Sessions threatens to block budget votes, Memorial Day recess

Senate Budget Committee ranking member Jeff Sessions (R-Ala.) threatened on Monday to derail planned budget resolution votes this week — as well as the Memorial Day recess — to protest Democrats’ lack of a budget plan.
The move could complicate consideration of the House-passed budget, authored by Rep. Paul Ryan (R-Wis.), although Democrats still will be able to bring that plan up for a vote.
{mosads}Sessions is protesting the fact that Senate Democrats have failed to produce a budget alternative to the House GOP resolution. All 47 Republican senators sent a letter to Majority Leader Harry Reid (D-Nev.) on Monday demanding that Democrats produce their own version.
An aide denied the move was an attempt to avoid a painful vote on the House budget, which changes Medicare into a type of voucher system. Sessions said he would vote for that plan.
Sessions said his move was designed to send a message to Reid.
“If you object to the House GOP plan, or to other Republican plans, then you must come forward with your own honest plan to prevent financial catastrophe and create a more prosperous future,” Sessions said on the Senate floor.
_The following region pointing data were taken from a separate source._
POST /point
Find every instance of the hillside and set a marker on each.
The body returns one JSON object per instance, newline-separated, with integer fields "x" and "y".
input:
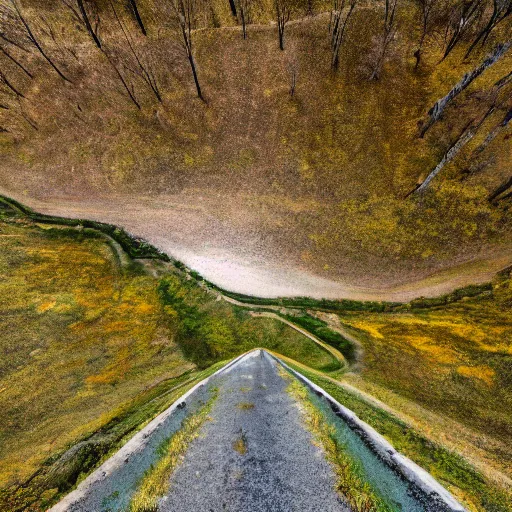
{"x": 94, "y": 345}
{"x": 97, "y": 344}
{"x": 312, "y": 184}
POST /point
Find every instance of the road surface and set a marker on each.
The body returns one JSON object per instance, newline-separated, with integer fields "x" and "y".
{"x": 255, "y": 454}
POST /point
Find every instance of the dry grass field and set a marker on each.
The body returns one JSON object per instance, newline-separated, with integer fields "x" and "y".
{"x": 316, "y": 182}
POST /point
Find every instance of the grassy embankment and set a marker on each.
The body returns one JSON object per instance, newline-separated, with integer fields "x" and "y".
{"x": 350, "y": 482}
{"x": 453, "y": 359}
{"x": 475, "y": 491}
{"x": 155, "y": 482}
{"x": 91, "y": 351}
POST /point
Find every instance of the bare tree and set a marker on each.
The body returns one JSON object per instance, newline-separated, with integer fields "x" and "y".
{"x": 35, "y": 41}
{"x": 467, "y": 134}
{"x": 388, "y": 33}
{"x": 92, "y": 30}
{"x": 426, "y": 9}
{"x": 437, "y": 110}
{"x": 501, "y": 10}
{"x": 337, "y": 27}
{"x": 284, "y": 10}
{"x": 292, "y": 68}
{"x": 476, "y": 166}
{"x": 244, "y": 14}
{"x": 185, "y": 12}
{"x": 138, "y": 18}
{"x": 463, "y": 14}
{"x": 142, "y": 69}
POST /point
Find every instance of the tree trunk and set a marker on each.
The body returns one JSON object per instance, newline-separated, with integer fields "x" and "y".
{"x": 136, "y": 13}
{"x": 196, "y": 79}
{"x": 19, "y": 64}
{"x": 35, "y": 42}
{"x": 87, "y": 22}
{"x": 437, "y": 110}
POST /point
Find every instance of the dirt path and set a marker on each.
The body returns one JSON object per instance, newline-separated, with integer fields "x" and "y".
{"x": 227, "y": 248}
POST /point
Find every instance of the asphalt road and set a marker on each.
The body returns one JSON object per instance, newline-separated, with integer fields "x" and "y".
{"x": 255, "y": 454}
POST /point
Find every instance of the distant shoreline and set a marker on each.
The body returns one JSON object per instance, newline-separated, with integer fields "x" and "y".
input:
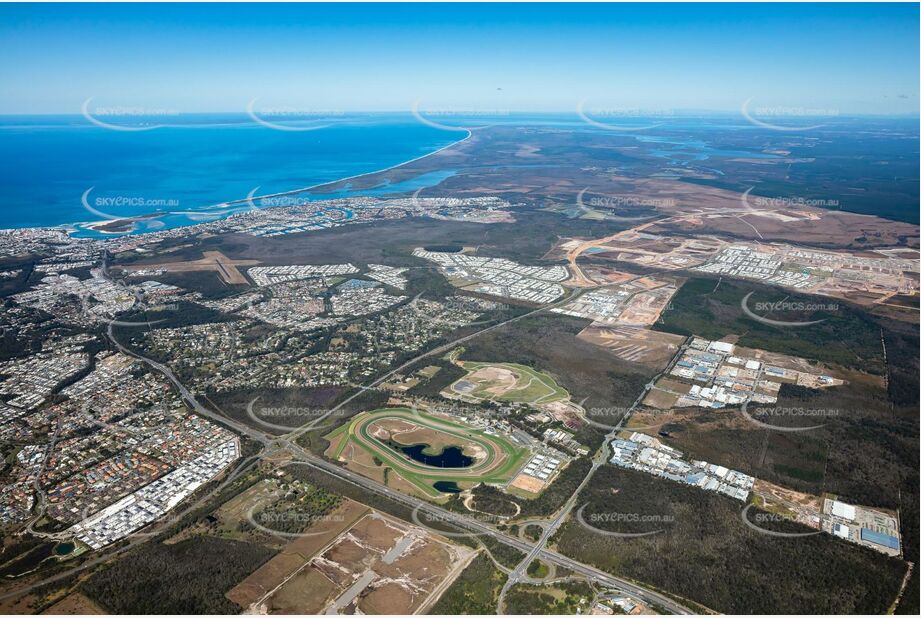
{"x": 94, "y": 225}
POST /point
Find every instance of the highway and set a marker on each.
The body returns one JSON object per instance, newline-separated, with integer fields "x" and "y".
{"x": 288, "y": 443}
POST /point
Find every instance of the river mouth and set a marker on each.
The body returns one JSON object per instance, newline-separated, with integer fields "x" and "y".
{"x": 448, "y": 457}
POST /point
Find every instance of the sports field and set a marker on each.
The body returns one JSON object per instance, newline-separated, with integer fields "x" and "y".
{"x": 362, "y": 444}
{"x": 507, "y": 382}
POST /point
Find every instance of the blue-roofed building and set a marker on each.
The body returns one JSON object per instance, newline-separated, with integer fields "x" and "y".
{"x": 886, "y": 540}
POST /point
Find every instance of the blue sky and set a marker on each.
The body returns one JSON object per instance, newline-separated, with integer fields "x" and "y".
{"x": 850, "y": 58}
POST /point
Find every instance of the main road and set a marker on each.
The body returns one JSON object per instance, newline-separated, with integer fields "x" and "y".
{"x": 288, "y": 442}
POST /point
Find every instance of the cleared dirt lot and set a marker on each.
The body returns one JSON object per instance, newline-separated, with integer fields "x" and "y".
{"x": 634, "y": 344}
{"x": 376, "y": 565}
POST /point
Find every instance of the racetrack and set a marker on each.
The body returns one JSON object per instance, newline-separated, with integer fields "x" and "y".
{"x": 496, "y": 460}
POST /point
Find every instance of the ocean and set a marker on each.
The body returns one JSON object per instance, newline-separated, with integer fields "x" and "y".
{"x": 54, "y": 166}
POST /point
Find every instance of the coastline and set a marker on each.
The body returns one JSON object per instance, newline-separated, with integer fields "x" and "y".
{"x": 76, "y": 226}
{"x": 347, "y": 178}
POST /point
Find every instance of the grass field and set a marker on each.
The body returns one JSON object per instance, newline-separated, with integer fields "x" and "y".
{"x": 497, "y": 459}
{"x": 508, "y": 382}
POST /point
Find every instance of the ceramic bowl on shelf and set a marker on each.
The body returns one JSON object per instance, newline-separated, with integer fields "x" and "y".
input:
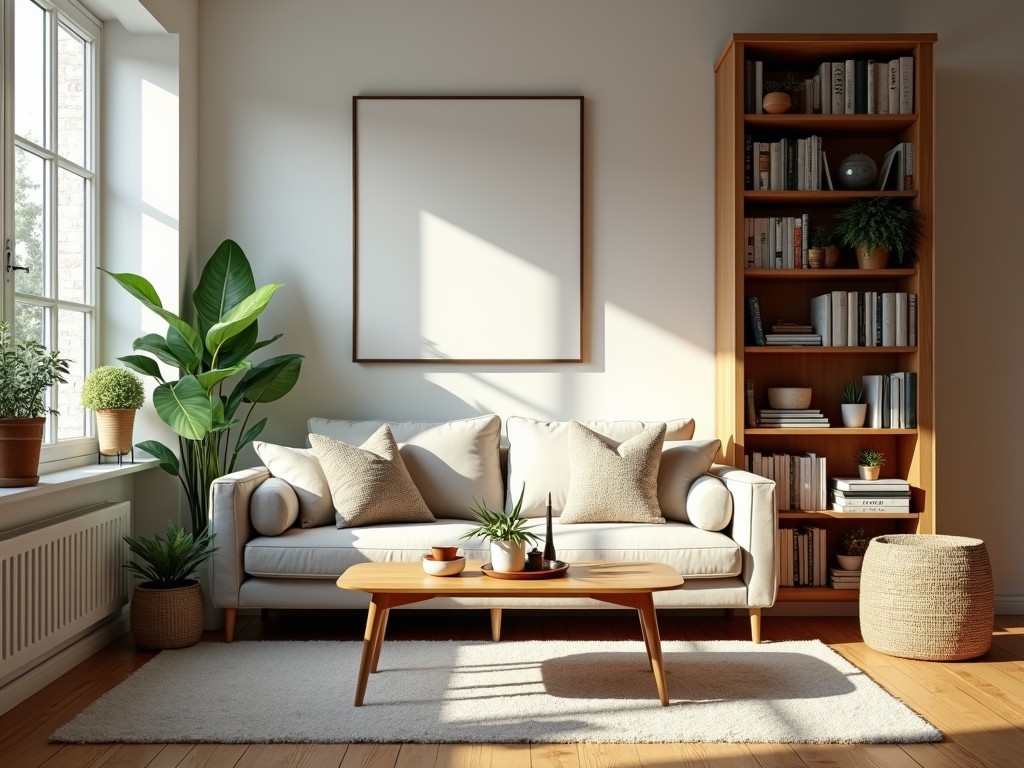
{"x": 443, "y": 567}
{"x": 790, "y": 397}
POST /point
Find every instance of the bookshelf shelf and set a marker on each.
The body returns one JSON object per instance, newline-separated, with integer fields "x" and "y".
{"x": 784, "y": 295}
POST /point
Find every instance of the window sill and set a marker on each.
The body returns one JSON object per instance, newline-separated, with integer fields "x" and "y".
{"x": 66, "y": 479}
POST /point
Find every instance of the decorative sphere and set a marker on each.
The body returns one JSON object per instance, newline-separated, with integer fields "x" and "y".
{"x": 857, "y": 171}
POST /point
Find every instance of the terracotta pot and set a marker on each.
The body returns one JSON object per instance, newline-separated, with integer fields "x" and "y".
{"x": 776, "y": 102}
{"x": 832, "y": 257}
{"x": 20, "y": 441}
{"x": 877, "y": 258}
{"x": 114, "y": 429}
{"x": 164, "y": 619}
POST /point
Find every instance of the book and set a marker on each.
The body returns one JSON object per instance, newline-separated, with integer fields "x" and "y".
{"x": 754, "y": 317}
{"x": 880, "y": 485}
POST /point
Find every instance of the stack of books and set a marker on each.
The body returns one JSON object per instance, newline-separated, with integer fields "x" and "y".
{"x": 792, "y": 417}
{"x": 856, "y": 496}
{"x": 844, "y": 580}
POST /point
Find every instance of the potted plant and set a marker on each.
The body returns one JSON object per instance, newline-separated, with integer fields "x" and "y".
{"x": 877, "y": 227}
{"x": 850, "y": 549}
{"x": 779, "y": 94}
{"x": 208, "y": 352}
{"x": 869, "y": 463}
{"x": 167, "y": 604}
{"x": 115, "y": 393}
{"x": 853, "y": 407}
{"x": 27, "y": 371}
{"x": 507, "y": 534}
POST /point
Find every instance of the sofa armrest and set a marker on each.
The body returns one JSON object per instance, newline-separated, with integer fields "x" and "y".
{"x": 755, "y": 519}
{"x": 229, "y": 498}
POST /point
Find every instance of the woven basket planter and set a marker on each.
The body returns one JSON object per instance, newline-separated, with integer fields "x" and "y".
{"x": 928, "y": 597}
{"x": 114, "y": 430}
{"x": 165, "y": 619}
{"x": 20, "y": 441}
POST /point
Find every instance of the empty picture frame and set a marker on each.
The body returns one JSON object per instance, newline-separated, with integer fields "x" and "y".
{"x": 467, "y": 228}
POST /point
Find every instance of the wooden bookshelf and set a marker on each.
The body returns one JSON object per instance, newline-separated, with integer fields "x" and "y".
{"x": 909, "y": 453}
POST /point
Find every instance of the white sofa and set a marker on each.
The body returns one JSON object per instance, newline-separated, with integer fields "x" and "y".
{"x": 717, "y": 523}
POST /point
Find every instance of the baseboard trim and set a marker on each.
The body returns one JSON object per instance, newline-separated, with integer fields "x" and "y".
{"x": 50, "y": 669}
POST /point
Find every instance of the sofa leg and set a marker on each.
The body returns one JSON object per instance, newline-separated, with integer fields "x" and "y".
{"x": 229, "y": 624}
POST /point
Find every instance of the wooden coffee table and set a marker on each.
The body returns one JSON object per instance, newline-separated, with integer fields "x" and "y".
{"x": 392, "y": 584}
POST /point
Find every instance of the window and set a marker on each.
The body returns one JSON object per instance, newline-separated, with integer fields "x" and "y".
{"x": 50, "y": 193}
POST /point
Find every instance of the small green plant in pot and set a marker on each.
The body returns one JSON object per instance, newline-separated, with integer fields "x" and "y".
{"x": 28, "y": 370}
{"x": 854, "y": 409}
{"x": 115, "y": 393}
{"x": 877, "y": 227}
{"x": 851, "y": 547}
{"x": 869, "y": 463}
{"x": 167, "y": 604}
{"x": 507, "y": 534}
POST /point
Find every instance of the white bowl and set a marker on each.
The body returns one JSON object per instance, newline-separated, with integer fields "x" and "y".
{"x": 790, "y": 397}
{"x": 443, "y": 567}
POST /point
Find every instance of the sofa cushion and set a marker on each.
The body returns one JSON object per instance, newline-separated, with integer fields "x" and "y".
{"x": 612, "y": 481}
{"x": 709, "y": 505}
{"x": 539, "y": 456}
{"x": 452, "y": 463}
{"x": 326, "y": 552}
{"x": 301, "y": 469}
{"x": 682, "y": 463}
{"x": 370, "y": 484}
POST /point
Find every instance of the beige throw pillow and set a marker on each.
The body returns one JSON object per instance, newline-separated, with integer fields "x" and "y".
{"x": 370, "y": 484}
{"x": 300, "y": 469}
{"x": 612, "y": 481}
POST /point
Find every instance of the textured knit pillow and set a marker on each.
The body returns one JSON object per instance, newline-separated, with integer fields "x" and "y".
{"x": 612, "y": 481}
{"x": 370, "y": 484}
{"x": 300, "y": 469}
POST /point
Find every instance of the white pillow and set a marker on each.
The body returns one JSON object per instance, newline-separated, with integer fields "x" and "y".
{"x": 709, "y": 504}
{"x": 273, "y": 507}
{"x": 302, "y": 471}
{"x": 452, "y": 463}
{"x": 681, "y": 465}
{"x": 612, "y": 482}
{"x": 539, "y": 456}
{"x": 370, "y": 484}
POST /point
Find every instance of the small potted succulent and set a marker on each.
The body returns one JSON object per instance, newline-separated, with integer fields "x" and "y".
{"x": 853, "y": 407}
{"x": 878, "y": 227}
{"x": 507, "y": 534}
{"x": 167, "y": 604}
{"x": 115, "y": 393}
{"x": 27, "y": 371}
{"x": 850, "y": 549}
{"x": 869, "y": 463}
He said leadership’s planned series of votes on a variety of budget resolutions is designed as a “gimmick to distract attention from the Senate’s failure to produce an honest plan.”
“They are designed to keep this Senate from doing its job, really, in defending this republic from grave financial danger,” Sessions said. “So I, therefore, will not provide unanimous consent for any prearranged package of votes doomed to fail, intended to fail. Anyone can call up these budget votes consistent with the rules any time they wish, but a package deal that wastes the Senate’s time I cannot and will not support.”
Reid and Minority Leader Mitch McConnell (R-Ky.) had agreed to hold votes on the House budget as well as President Obama’s fiscal 2012 budget.
Scheduling these votes on a preset timeline requires unanimous consent (UC) in the Senate. If there is no such consent, a cloture vote would be necessary. Sessions announced on the floor that he would not consent to scheduling a package of votes.
Votes on the Ryan and Obama budgets can still happen separately this week, though, because budget resolutions get special treatment under Senate rules.
A budget resolution can be called from the calendar at any time, aides and congressional experts said. Budget resolutions, including those introduced by Sen. Pat Toomey (R-Pa.) and Rand Paul (R-Ky.), are also privileged and do not require a cloture vote.
Sessions also threatened Monday to object to a motion to adjourn for the Memorial Day recess on Friday. However, such a motion cannot be filibustered under Senate rules, so the effect of his threat is to force a majority to vote for a recess.
One GOP aide said it would be embarrassing for Democrats to vote to take a vacation when they have not produced a budget.
Senate Budget Committee Chairman Kent Conrad (D-N.D.) last Thursday announced he would not mark up a budget resolution until the debt ceiling talks being led by Vice President Joe Biden produce an agreement. Critics note that Conrad had been unable, as of last week, to get all the Democrats on his committee to agree on a mix of spending cuts and tax increases to go in the budget resolution.
Instead, Reid has called for a vote on the Ryan plan on Thursday.
Reid’s spokesman Jon Summers said in a tweet that Sessions had demonstrated that the GOP is afraid to vote on the Ryan plan.
“In case anyone had any doubts, Sen. Sessions just made it clear: Repubs are petrified of voting on their own party’s plan to end Medicare,” he said.
Sessions spokesman Stephen Miller responded that critics, including Summers, are showing they do not understand Senate budget rules.
“Aside from the fact that these quotes prove Sen. Sessions’s point about the comically and tragically unserious behavior of Senate Democrats, they also reveal a remarkable ignorance of Senate rules,” he said. “Sessions’s withholding UC will in no way prevent the vote on the Ryan budget from going forward. Under the Budget Act, no UC is required. UC just refers to a pre-packaged deal, which the senator says he will not be a party to as long as it’s being used as a guise to prevent the Senate Democrats from bringing forth a budget and allowing the budget committee to conduct a meeting.”